# Choosing Shrimp



## micstarz (Oct 22, 2005)

Hi im new to this forum, does anyone know of a shrimp that does not need special care, is big and is hardy? (except for grass shrimp)


----------



## MyraVan (Jan 19, 2005)

Well, basically there are two types of shrimps you can get, smaller algae-eating ones, and larger filter-feeding ones. For info on all of these, check out:
http://www.azgardens.com/shrimpfactory.php
Almost all of the ones they mention are the algae-eating kind, the only filter feeder they have is the Singapore Wood Shrimp. The filter feeding ones need fine particles floating in the water, so I would say they need specialized care. Of the other ones, the Amano shrimp is the biggest, about 2" long full grown. I don't think they need much in the way of specialized care, except that they do need some iodine in the water, and they need a fair bit of calcium for their shells (the calcium can be in the water or in their food).

If your fish aren't big enough to eat the Amano shirmps, they would be your best bet I think.
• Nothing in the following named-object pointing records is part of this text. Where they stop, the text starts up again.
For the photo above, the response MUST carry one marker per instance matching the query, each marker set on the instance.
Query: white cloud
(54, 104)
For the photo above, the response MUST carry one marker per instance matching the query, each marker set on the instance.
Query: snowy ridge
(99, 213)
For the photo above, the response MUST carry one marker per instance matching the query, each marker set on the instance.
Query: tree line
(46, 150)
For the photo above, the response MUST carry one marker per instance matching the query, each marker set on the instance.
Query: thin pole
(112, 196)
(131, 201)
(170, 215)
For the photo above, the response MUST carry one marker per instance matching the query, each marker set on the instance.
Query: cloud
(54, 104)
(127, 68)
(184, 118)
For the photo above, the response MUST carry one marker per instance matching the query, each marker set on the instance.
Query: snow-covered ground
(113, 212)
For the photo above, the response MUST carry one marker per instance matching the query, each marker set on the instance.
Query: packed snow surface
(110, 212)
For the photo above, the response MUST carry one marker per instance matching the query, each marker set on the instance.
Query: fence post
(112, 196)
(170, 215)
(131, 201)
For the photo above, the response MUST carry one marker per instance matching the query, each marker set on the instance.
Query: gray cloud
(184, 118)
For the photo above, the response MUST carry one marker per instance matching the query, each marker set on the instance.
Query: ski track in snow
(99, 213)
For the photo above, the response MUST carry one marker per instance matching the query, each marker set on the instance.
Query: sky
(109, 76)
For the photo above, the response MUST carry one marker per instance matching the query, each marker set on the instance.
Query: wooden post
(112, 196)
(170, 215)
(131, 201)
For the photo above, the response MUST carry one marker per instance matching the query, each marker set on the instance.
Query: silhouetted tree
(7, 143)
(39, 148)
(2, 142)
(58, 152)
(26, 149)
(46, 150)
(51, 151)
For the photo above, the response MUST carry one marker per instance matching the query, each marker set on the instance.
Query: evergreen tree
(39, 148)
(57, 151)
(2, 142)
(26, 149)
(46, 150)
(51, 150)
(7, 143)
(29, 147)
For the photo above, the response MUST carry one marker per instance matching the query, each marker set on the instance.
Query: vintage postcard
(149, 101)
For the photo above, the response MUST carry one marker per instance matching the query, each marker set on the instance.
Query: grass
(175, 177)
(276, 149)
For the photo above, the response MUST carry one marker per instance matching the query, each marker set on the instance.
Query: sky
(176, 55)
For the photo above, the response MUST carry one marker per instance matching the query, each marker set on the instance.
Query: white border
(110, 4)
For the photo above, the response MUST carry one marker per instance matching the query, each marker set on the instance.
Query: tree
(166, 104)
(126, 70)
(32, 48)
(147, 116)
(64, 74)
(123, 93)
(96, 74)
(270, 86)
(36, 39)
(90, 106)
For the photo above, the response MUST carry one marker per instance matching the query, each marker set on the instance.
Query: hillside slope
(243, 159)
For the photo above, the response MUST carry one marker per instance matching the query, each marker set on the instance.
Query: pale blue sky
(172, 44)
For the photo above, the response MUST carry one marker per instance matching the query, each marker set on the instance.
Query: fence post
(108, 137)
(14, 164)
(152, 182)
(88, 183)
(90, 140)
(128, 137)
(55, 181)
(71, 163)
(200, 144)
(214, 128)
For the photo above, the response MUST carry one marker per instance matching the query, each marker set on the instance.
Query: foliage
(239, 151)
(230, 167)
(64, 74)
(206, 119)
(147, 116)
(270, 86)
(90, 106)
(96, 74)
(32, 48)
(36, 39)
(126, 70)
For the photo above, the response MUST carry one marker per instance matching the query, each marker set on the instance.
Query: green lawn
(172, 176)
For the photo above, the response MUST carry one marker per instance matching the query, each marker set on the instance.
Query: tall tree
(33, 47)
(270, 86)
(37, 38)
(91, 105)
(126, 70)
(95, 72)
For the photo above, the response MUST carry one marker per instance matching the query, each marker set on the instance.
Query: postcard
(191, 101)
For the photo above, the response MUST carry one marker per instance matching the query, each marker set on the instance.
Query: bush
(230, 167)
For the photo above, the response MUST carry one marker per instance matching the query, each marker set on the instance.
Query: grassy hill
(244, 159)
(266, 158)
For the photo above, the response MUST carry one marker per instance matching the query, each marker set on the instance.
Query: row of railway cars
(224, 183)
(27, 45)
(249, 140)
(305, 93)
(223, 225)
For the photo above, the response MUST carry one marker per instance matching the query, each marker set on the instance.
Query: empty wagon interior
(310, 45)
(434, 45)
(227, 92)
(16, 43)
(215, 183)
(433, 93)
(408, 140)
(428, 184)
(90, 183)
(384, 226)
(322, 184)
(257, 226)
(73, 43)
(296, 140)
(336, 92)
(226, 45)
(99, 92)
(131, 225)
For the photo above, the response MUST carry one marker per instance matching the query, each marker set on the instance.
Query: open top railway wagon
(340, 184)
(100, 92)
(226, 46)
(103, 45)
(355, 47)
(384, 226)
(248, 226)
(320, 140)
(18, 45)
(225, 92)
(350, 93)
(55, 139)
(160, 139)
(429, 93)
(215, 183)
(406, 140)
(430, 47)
Er, I find that my classification "small smaller algae-eating ones, and larger filter-feeding ones" is a little too simple. There are other kinds of shrimp as well, and some of the fitler-feeding ones are small, see
http://www.petshrimp.com/shrimpspecies.html
Still all of the ones I've ever seen for sale fall into these two catergoeries.

Edit: maybe the filter feeders don't require much specialized care after all. This page
http://www.shrimpcrabsandcrayfish.co.uk/fanshrimp.htm
says they'll eat normal bottomfeeder food.


----------



## micstarz (Oct 22, 2005)

thanks, i'll go for amano shrimp then. They are scavengers right?


----------



## garfieldnfish (Jan 18, 2005)

Amano shrimp primarily eat algae but will take it in form of algae wafers or Formular II (frozen algae) as well if there is not enough algae in the tank.
Singapore Wood shrimp or Bamboo shrimp are easy to take care of (1 of them per 10 gal of water). I have 2 of them and they filter small particles out of the water but will also pick up larger ones from the gravel and off of plants. I add liquid calcium to my water because it is very soft and some idodine (I have a water purification system that takes almost all minerals out, hence I have to add some back in the tank with the shrimp), other then that I do nothing special for them. Is you use regulat tap water and is is above 7.0 in PH adding calcium may not be necessary.


----------